The exact process you can use to calculate the return varies depending upon the metric you want to measure. However, most are based around a very simple methodology. We have outlined this methodology below.
Step One: Determine if the variable has changed over time.
First identify which of the benefits you’re trying to measure. This can be any of the metrics listed in the benefits above. Next, we try to measure this over a fixed period of time. This time frame might vary by benefit (retention rates might be by year, frequency of purchases, or average order value might be by quarter).
- Use a sample of members. This might mean measuring the variable before and after members join a community. A typical interval here might be 3, 6, or 12 months. If members are spending $100 per year before they join the community and $150 per year after they join the community, that’s a measurable impact. We might track the spending habits of 100 members when they join the community, then track their spending of those same members 6 to 12 months later to see if the average spending has increased. We can analyze spending habits when they join either directly (i.e. looking at customer files) or via surveys (asking members to estimate their spending with the company in the previous 12 months and completing the same survey a year later).

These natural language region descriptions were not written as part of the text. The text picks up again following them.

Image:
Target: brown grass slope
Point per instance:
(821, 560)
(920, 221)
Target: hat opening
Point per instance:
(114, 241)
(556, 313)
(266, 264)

- Run an experiment. A more accurate method is to run an experiment. This usually involves segmenting customers at random into two groups. Half are invited to join the community, while half are not. This removes the self-selection bias (i.e. members who join a community are more likely to increase spending/buy more/be more loyal). Then we compare the differences in this behavior over a period of time.
This can be used for almost all the variables mentioned. These variables include retention, lead generation, spending levels, customer satisfaction, etc.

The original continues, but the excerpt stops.